It is reasonable to write non-functional requirements like this. But your partners are right that this isn't trivial to measure.
It is important to keep in mind how networks work. To make a REST API call you may need to perform DNS lookup, perform a TLS handshake, transmit a request, wait until the request is processed, and receive the response. All those steps take time. Aside from the processing of the server, these times largely depend on the network latency (colloquially the “ping”) and to some degree on the available bandwidth.
For the purpose of a requirement, we can now define a test scenario where those variables are fixed. E.g. we can a assume: A pretty atrocious round-trip ping of 400ms. Transmitted data has negligible size. A connection has already been established. We can then phrase a requirement such as “On a network connection with a round-trip time of no more than 400ms, the time to first byte for any request is less than 450ms”. That leaves 50ms for the server software to do its work.
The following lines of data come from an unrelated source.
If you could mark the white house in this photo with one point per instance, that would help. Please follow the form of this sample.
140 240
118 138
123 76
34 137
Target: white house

Alternatively, we can assume that the timings are taken directly in front of the target server, so that the network is negligible. The response times could then be collected continuously and be displayed on a dashboard. We could phrase this requirement as “Ignoring any network effects, the server responds to any request within 50ms”.
Sometimes, exceptional circumstances occur, for example packet loss. So it is not reasonable to demand that this requirement is met for every connection, just for the majority of connections. Using an average response time is not sufficient because many requests may still experience very long response times, but they would be averaged away. Instead, it is common to use a percentile. Using the 95% or 99% percentile is common. Since this is a statistical metric you need a sampling window, for example 1 minute. We could now clarify this requirement:
Over any time window of 60 seconds, the 95th percentile response time of the server must be below 50ms. This is measurement ignores any network effects such as latency.
Note that the number of requests over that time period must be high enough that the chosen percentile is meaningful. E.g. if that time period only sees 5 requests, then the 95th percentile response time is more or less the same as the worst response time, but that metric is very sensitive to outliers and thus unsuitable. You want more than a handful of events above the chosen percentile for this metric to be meaningful. To get this you can either increase the sampling time to get more events or decrease the chosen percentile, but both actions decrease the sensitivity of this metric.
Specifying measurable response times is important because it is now possible to determine if there's degraded service or an outage. E.g. response times of 80 seconds are absolutely unacceptable for most use cases. While the service might technically be working, it does not satisfy your needs. When the service fails to meet the required response time, that is downtime that would count against your agreed upon uptime / service level agreement.